Clearing Passcodes

Created: Modified: Knowledge Base

When you are enforcing passcodes in your organization and using GroundControl, there are some considerations to keep in mind, especially when using Check Out Workflows.

Unfortunately, GroundControl cannot automatically connect to passcode-locked devices or clear the device’s passcode. When devices are connected to GroundControl but are simply unlocked, without clearing the passcode, GroundControl cannot be expected to work reliably, and this Workflow is not supported. However, if the device has an active internet connection, GroundControl can use the MDM to clear the passcode over the air.

We can do this in two ways that together address most scenarios.

  • Clear Device Passcode via MDM when device is not pairing with a Launchpad.
  • Perform MDM Command workflow action to clear a device’s passcode.
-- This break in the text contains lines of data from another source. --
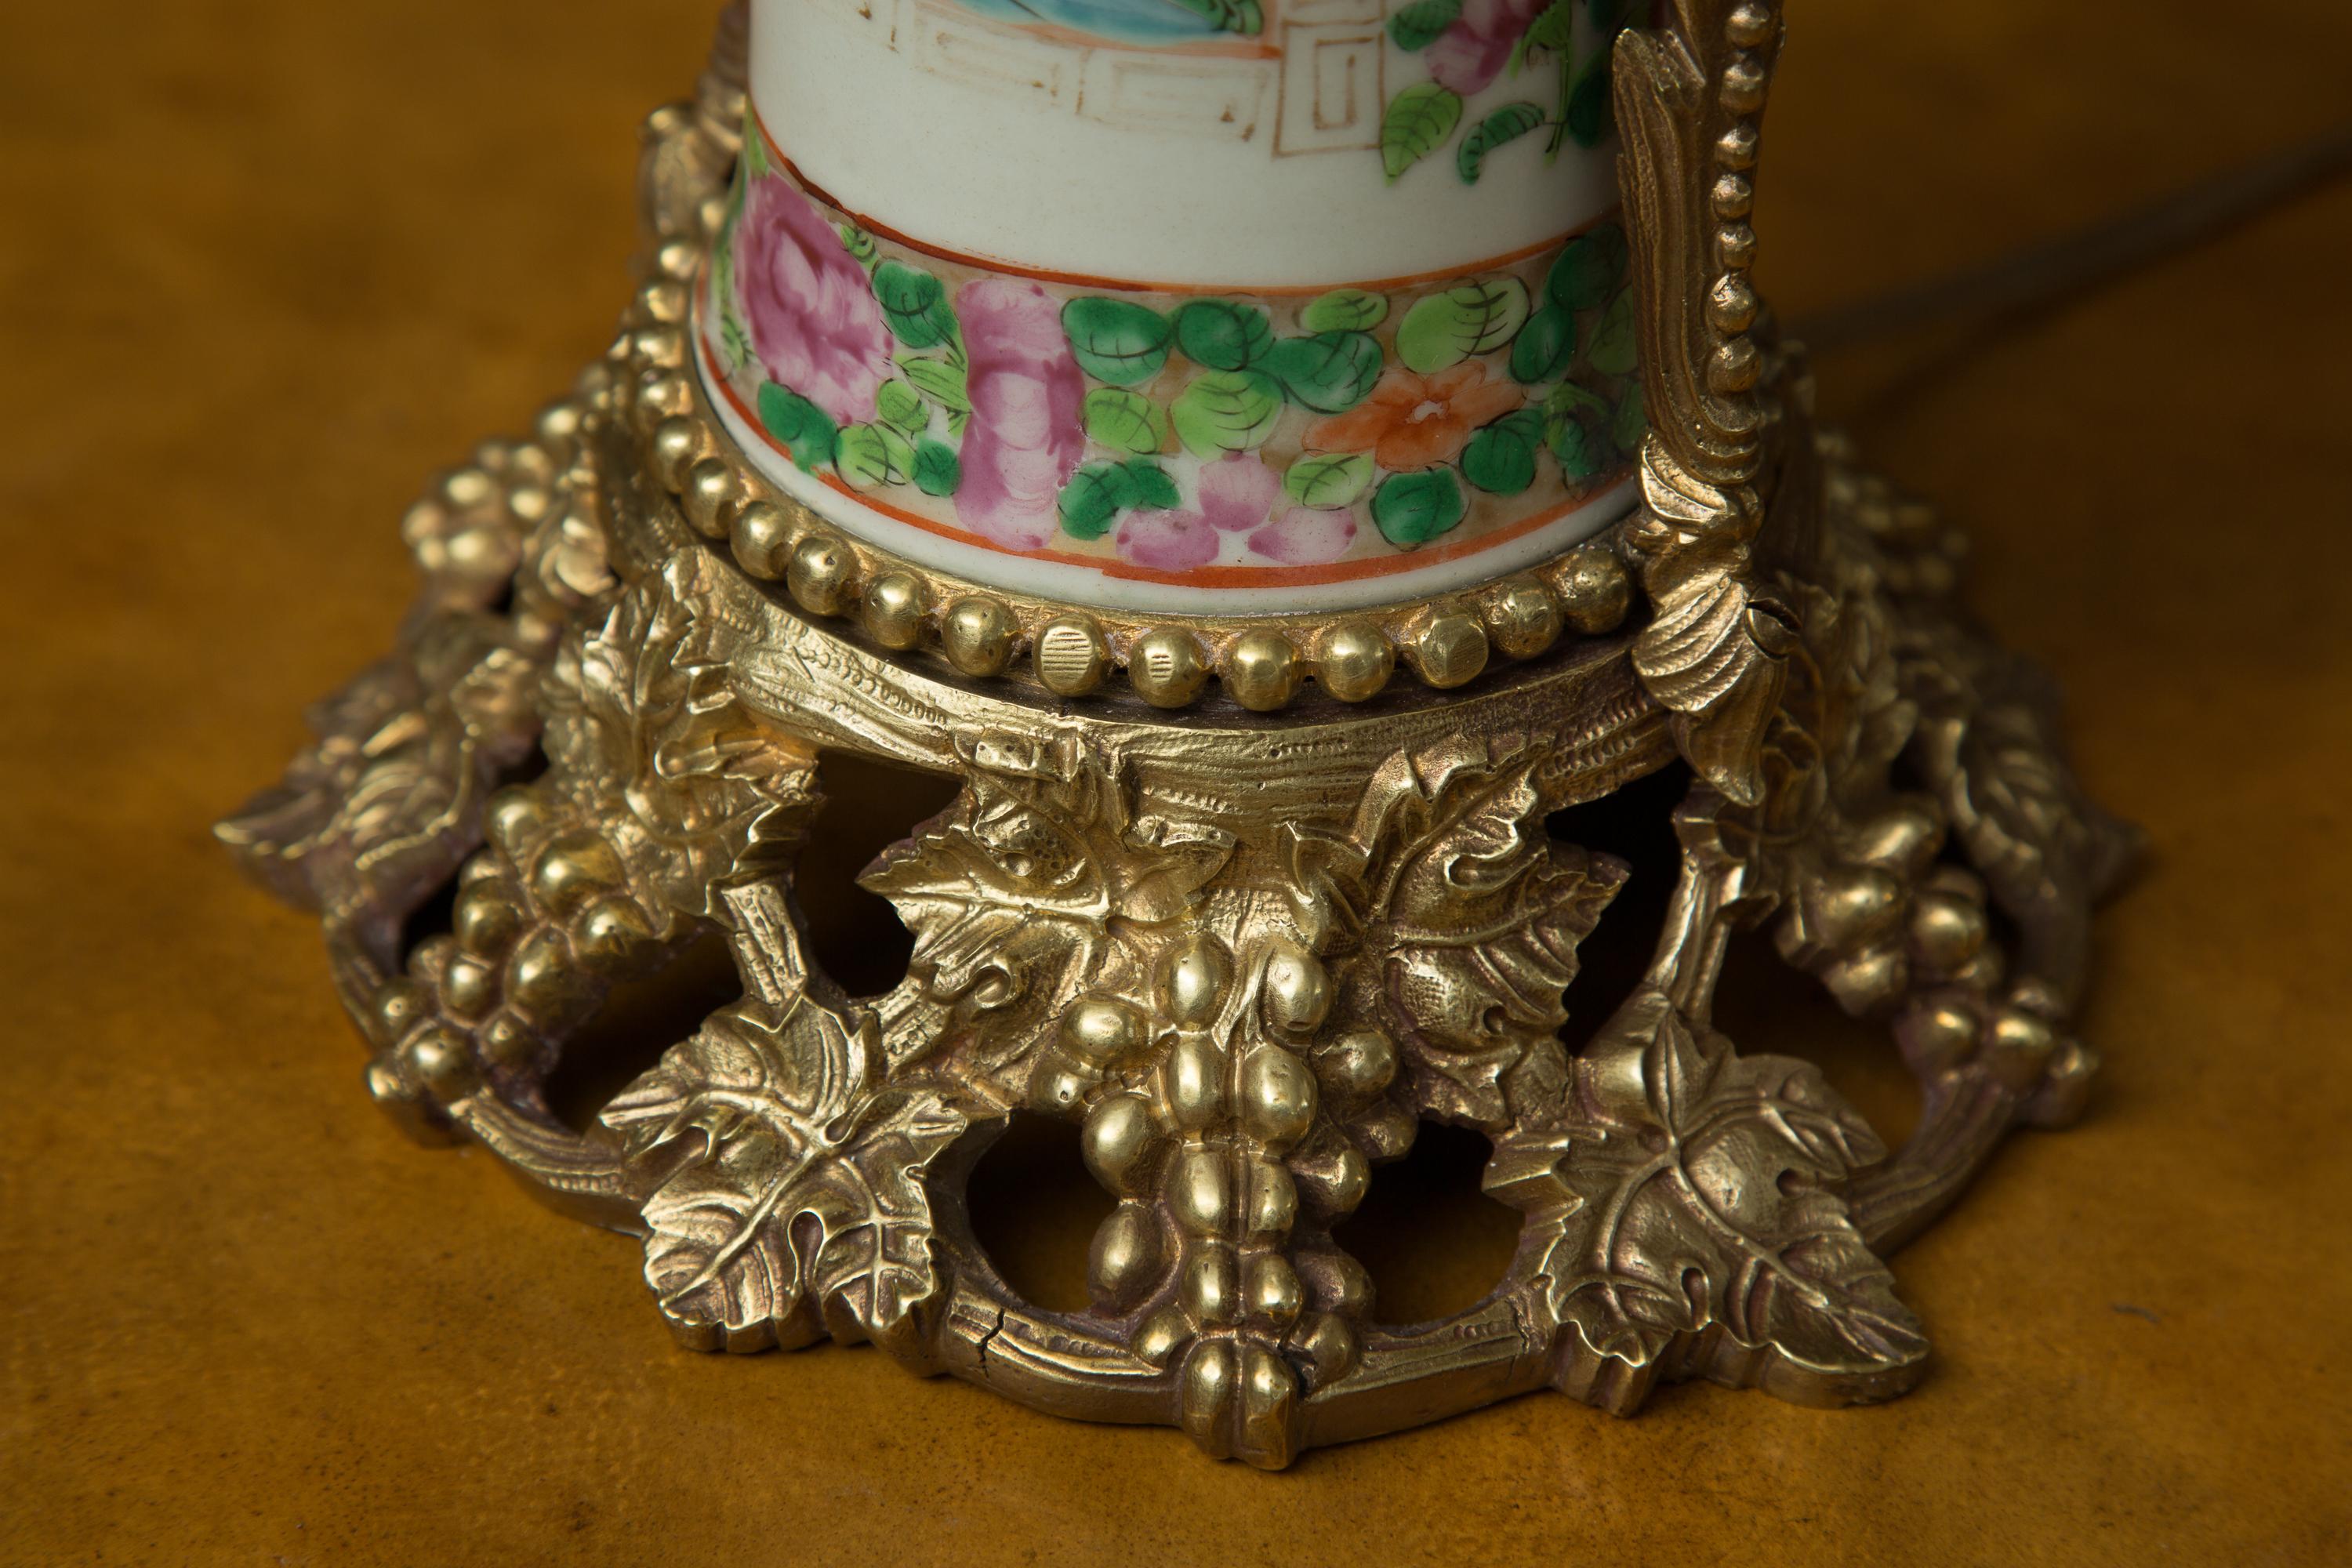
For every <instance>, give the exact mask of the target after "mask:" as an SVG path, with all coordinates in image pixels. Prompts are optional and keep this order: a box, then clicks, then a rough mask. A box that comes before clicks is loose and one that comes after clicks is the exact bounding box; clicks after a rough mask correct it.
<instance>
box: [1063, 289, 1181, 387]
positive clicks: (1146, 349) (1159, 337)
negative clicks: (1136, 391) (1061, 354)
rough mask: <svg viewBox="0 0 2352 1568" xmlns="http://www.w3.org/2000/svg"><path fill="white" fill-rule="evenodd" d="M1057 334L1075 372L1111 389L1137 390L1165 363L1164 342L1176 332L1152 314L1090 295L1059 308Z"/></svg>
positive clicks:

Both of these methods have some important things to consider:

 Important

  • Your MDM must install a profile on all shared devices to disable USB restricted mode.
  • Clearing passcodes does not work on rebooted iOS devices unless they have a cellular connection, or if they are connected to a Mac and use network tethering. The iOS device must be connected to the Mac it was last provisioned on to utilize network tethering for passcode clearing. For more information, see /blog/3612.
  • Clearing passcode does not work on devices without a Wi-Fi connection.
  • If the passcode is not known, the device must be put into recovery mode and erased.
  • Updating iOS on devices with passcodes is supported only when devices are erased.
  • If enforcing passcode via MDM, Imprivata recommends setting this profile up during check out, not during check in.
Clear Device Passcode via MDM when device is not pairing

When enabled, GroundControl will detect when a device connected to a Launchpad is connected but not pairing. When this condition occurs for 5 seconds, GroundControl  will send an MDM command to clear a device’s passcode.

To enable globally

To enable, navigate to Admin > Launchpads > Clear Device Passcode via MDM — when device is not pairing. The screen displays the MDMs you have set up with API support that also support this feature.
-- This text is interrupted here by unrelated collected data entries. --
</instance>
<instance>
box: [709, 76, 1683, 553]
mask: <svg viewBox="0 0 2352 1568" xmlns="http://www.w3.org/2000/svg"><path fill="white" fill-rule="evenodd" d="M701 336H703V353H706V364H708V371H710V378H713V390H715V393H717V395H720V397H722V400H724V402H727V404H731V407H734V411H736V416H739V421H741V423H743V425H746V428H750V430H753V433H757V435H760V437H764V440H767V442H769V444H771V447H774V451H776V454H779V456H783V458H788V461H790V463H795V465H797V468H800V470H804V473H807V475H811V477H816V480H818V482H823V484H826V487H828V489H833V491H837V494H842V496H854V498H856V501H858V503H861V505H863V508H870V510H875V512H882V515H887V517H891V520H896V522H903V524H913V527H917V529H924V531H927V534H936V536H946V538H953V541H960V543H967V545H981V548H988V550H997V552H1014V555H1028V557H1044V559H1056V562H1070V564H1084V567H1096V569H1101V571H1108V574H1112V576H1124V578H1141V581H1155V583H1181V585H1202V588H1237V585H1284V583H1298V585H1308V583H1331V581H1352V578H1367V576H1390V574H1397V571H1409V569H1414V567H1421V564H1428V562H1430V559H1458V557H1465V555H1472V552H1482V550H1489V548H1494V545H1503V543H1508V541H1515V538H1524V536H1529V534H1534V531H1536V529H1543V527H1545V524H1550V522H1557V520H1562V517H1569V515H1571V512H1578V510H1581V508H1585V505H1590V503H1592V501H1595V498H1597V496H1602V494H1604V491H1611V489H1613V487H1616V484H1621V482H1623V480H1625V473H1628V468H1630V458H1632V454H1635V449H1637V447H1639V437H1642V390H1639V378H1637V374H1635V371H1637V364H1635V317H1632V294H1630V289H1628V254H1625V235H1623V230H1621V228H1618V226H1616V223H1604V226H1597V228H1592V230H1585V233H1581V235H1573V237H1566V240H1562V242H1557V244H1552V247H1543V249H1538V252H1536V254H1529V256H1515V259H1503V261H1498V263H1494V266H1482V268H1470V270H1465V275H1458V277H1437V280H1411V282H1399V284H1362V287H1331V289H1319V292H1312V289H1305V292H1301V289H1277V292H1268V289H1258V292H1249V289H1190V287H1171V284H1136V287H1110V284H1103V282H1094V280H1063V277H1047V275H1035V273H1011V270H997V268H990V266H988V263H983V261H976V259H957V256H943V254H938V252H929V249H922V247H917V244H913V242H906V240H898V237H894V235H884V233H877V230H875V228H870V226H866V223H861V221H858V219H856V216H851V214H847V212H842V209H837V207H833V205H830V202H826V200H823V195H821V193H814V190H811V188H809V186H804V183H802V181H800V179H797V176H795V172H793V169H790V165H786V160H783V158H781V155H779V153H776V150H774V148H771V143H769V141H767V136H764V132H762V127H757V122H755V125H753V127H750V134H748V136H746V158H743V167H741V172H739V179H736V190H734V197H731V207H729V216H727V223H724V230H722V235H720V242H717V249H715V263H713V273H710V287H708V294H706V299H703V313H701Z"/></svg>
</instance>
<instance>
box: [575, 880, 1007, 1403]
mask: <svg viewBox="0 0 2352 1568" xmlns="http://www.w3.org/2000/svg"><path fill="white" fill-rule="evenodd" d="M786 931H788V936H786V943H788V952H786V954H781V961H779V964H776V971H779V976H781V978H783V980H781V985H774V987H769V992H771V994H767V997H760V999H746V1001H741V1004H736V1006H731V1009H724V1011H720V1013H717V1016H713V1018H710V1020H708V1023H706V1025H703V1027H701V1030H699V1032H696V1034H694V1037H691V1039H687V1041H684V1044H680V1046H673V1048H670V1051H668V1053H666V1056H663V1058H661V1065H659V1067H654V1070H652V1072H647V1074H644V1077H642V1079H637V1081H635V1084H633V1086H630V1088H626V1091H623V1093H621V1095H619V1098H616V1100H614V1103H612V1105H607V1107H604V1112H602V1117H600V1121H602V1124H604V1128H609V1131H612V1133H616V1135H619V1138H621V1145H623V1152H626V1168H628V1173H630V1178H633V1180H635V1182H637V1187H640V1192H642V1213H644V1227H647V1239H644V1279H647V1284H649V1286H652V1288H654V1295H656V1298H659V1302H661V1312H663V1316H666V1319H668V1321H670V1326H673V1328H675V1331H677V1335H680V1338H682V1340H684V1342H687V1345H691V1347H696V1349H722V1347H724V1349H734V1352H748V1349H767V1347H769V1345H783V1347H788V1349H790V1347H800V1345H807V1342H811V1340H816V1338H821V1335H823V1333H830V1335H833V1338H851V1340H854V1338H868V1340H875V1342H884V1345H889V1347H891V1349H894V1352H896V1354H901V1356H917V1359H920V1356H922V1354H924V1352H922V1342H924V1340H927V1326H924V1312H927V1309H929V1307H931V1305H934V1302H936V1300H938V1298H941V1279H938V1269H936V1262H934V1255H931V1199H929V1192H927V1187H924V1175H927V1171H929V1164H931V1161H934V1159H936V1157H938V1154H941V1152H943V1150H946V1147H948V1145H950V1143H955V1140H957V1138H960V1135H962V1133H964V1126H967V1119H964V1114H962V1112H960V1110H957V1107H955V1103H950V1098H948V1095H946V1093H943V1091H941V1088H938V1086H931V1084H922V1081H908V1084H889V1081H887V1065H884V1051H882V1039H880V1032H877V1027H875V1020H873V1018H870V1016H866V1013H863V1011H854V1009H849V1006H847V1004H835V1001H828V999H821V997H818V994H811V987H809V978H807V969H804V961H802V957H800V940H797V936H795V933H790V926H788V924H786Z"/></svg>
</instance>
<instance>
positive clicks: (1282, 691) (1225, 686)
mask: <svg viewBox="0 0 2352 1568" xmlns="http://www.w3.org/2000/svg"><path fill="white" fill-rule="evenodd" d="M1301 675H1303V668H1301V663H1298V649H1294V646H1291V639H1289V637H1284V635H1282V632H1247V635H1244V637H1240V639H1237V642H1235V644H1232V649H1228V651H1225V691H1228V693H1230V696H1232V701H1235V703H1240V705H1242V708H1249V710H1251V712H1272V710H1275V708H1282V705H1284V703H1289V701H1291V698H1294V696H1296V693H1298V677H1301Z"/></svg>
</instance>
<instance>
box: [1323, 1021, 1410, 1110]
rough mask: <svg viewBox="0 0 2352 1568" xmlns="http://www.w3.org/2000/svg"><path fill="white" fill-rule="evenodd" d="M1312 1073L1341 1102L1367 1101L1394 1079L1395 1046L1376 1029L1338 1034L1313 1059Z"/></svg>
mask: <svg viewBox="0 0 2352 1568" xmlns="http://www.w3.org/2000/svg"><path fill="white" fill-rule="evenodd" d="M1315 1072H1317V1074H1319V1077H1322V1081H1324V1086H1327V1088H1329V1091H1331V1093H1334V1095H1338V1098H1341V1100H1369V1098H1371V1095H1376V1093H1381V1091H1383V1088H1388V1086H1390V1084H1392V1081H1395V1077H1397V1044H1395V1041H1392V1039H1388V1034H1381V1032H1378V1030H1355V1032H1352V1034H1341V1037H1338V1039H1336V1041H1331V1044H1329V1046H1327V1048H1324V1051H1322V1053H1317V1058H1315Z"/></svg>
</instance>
Enable the MDM or multiple MDMs to have GroundControl send the “Clear Passcode” API when devices are connected but not pairing.

GroundControl improves how it handles passcode-locked devices.

  • When devices are not pairing, GroundControl can clear passcodes via MDM, as before.
  • GroundControl will no longer clear passcodes from personal devices. Only devices managed by GroundControl (i.e. with an active or retired GroundControl status) are considered for password clearing.
  • GroundControl waits up to 5 minutes for a passcode to clear, instead of the previous default of 1 minute.
  • If still unpaired after 5 minutes, GroundControl may automate force recovery – erasing and updating devices. This is helpful for Wi-Fi-only devices that are password-locked and have not unlocked since last reboot.

To enable per Launchpad

If you want to only target certain Launchpad or devices, you can also create a Workflow and automate via Rules.

1. Create an over the air (OTA) Workflow that includes a Clear Passcode action.

2. Create an automation rule that targets Unpaired Devices.

 

3. Select the OTA Workflow created in step 1.

4. Save and enable the rule.

Perform MDM Command workflow action to clear passcode

Under certain conditions, devices with passcodes will still pair with GroundControl. For example, your users may connect the device while it is unlocked. You must clear the passcode in your workflow in any of the following cases.

  • You will check in the device for another user.
  • You will update iOS on this device (this feature may brick the device if it has a passcode).
  • You are performing any actions other than Erase.

To clear a passcode without an erase action, you can use the Perform MDM Command Workflow action with supported MDMs to enable a Pre-Enrollment action to clear a device’s Passcode. This action will be run before other Pre-Enrollment actions such as Delete Device from MDM.

If your automated Workflow includes an Erase, you do not need to clear the passcode in the Workflow. Erase will clear the passcode.